Any reason why cStringIO in 2.5 behaves different from 2.4?

Stefan Scholl stesch at no-spoon.de
Thu Jul 26 13:45:07 EDT 2007


Stefan Behnel <stefan.behnel-n05pAM at web.de> wrote:
> Stefan Scholl wrote:
>> Stefan Behnel <stefan.behnel-n05pAM at web.de> wrote:
>>> Stefan Scholl wrote:
>>>> Stefan Behnel <stefan.behnel-n05pAM at web.de> wrote:
>>>>> Stefan Scholl wrote:
>>>>>> Well, http://docs.python.org/lib/module-xml.sax.html is missing
>>>>>> the fact, that I can't use Unicode with parseString().
>>>>>>
>>>>>> This parseString() uses cStringIO.
>>>>> Well, Python unicode is not a valid *byte* encoding for XML.
>>>>>
>>>>> lxml.etree can parse unicode, if you really want, but otherwise, you should
>>>>> maybe stick to well-formed XML.
>>>> The XML is well-formed. Works perfect in Python 2.4 with Python
>>>> unicode and Python sax parser.
>>> The XML is *not* well-formed if you pass Python unicode instead of a byte
>>> encoded string. Read the XML spec.
>>>
>>> It would be well-formed if you added the proper XML declaration, but that is
>>> system specific (UCS-4 or UTF-16, BE or LE). So don't even try.
>> 
>> Who cares? I'm not calling any external tools.
> 
> XML cares. If you want to work with something that is not XML, do not expect
> XML tools to help you do it. XML tools work with XML, and there is a spec that
> says what XML is. Your string is not XML.

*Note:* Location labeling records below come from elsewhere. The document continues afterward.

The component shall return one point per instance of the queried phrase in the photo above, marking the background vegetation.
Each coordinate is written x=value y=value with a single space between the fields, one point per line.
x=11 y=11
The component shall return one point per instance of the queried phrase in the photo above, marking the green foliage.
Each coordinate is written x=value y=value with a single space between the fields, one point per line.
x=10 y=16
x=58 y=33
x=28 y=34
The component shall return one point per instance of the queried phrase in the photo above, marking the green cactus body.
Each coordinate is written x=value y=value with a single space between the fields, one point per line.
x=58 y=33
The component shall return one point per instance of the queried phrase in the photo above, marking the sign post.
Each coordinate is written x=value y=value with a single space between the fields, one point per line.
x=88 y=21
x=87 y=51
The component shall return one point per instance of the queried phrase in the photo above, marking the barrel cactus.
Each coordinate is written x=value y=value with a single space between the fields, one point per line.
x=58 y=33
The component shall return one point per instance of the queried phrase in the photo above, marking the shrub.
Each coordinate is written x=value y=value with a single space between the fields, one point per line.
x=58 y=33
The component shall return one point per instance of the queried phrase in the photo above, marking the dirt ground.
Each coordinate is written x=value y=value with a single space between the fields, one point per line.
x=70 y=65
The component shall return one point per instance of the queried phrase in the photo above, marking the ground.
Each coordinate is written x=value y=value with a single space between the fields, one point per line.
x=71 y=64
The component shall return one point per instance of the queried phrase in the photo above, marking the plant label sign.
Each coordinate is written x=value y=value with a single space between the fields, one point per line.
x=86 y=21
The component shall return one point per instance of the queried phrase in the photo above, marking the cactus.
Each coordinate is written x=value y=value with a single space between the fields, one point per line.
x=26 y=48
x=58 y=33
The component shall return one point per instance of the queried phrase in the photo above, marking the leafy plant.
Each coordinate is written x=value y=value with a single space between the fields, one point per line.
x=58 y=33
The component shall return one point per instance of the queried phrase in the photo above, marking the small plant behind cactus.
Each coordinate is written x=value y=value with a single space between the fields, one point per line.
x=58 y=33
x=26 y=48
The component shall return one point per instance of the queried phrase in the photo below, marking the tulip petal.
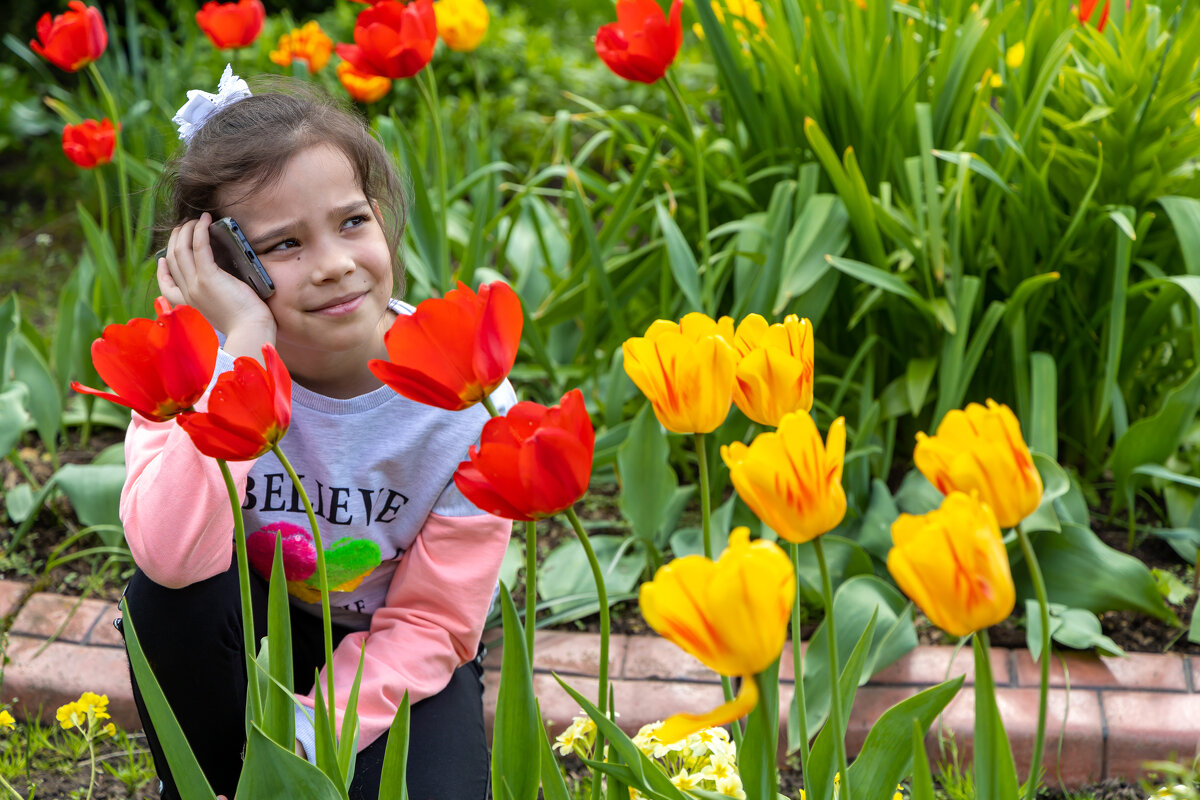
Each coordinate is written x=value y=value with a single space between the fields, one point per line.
x=681 y=726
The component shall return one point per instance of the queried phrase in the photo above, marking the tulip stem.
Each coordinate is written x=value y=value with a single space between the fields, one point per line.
x=603 y=668
x=1039 y=590
x=798 y=668
x=839 y=727
x=706 y=511
x=121 y=180
x=531 y=584
x=429 y=90
x=701 y=191
x=322 y=575
x=247 y=611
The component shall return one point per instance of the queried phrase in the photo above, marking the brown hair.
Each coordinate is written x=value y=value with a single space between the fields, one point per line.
x=253 y=139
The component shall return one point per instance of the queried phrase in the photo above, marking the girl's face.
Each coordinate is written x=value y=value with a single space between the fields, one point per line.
x=318 y=238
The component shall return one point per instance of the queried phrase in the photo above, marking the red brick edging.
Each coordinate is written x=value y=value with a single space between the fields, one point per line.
x=1119 y=713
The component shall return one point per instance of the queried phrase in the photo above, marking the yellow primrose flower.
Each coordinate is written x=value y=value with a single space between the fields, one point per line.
x=1015 y=55
x=981 y=450
x=774 y=372
x=685 y=370
x=790 y=479
x=731 y=614
x=461 y=23
x=307 y=43
x=953 y=564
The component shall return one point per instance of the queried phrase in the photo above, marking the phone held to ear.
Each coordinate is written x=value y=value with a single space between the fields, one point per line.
x=233 y=253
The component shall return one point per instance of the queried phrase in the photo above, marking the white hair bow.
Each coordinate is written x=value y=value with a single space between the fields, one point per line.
x=201 y=104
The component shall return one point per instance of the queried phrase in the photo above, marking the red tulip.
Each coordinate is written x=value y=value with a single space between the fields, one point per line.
x=454 y=350
x=250 y=409
x=532 y=462
x=89 y=144
x=72 y=40
x=1086 y=7
x=159 y=367
x=643 y=42
x=232 y=24
x=393 y=40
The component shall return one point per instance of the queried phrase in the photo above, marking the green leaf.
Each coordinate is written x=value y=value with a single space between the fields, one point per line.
x=393 y=779
x=647 y=482
x=516 y=769
x=271 y=771
x=1152 y=439
x=681 y=258
x=94 y=491
x=887 y=756
x=184 y=768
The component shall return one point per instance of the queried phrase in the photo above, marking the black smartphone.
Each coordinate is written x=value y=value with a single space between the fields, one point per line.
x=234 y=254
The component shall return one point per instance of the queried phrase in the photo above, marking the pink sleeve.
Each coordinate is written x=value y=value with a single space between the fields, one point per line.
x=175 y=506
x=430 y=624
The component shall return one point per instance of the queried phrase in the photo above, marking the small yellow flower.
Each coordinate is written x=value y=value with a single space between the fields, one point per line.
x=309 y=44
x=981 y=449
x=461 y=23
x=1015 y=55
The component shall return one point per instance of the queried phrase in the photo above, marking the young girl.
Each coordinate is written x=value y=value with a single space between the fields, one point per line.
x=319 y=202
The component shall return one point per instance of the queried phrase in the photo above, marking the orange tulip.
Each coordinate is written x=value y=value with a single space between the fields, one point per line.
x=1087 y=7
x=533 y=462
x=774 y=373
x=73 y=38
x=731 y=614
x=953 y=564
x=454 y=350
x=363 y=86
x=393 y=40
x=89 y=144
x=643 y=41
x=790 y=479
x=232 y=24
x=250 y=409
x=309 y=44
x=982 y=450
x=685 y=370
x=157 y=367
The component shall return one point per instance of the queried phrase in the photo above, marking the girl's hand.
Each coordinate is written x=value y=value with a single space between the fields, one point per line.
x=190 y=275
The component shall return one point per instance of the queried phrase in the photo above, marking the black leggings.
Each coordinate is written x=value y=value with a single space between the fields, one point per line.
x=193 y=641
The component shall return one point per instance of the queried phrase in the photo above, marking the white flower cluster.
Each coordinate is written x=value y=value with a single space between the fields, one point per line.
x=703 y=761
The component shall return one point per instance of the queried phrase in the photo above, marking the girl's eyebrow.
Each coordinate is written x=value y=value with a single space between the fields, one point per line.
x=283 y=228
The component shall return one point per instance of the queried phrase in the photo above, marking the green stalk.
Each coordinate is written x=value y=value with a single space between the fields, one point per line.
x=701 y=190
x=769 y=733
x=798 y=668
x=603 y=596
x=430 y=95
x=247 y=611
x=705 y=500
x=119 y=150
x=323 y=576
x=1039 y=590
x=839 y=727
x=531 y=584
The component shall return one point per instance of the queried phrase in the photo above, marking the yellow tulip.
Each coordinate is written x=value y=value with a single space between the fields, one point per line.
x=790 y=479
x=953 y=564
x=774 y=373
x=731 y=614
x=461 y=23
x=982 y=450
x=685 y=370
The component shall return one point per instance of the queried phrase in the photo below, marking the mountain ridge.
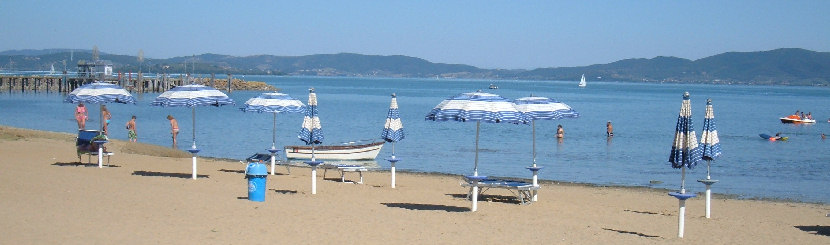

This isn't some sophisticated XML tool that tells me the string
is wrong. It's a changed behavior of cStringIO that throws an
exception. While I'm just using the method parseString() of
xml.sax.

We both repeat ourselves. I don't think this thread brings
something new.


I'm all for correct XML and hate XML bozos. But there are limits
you have to learn after a few years.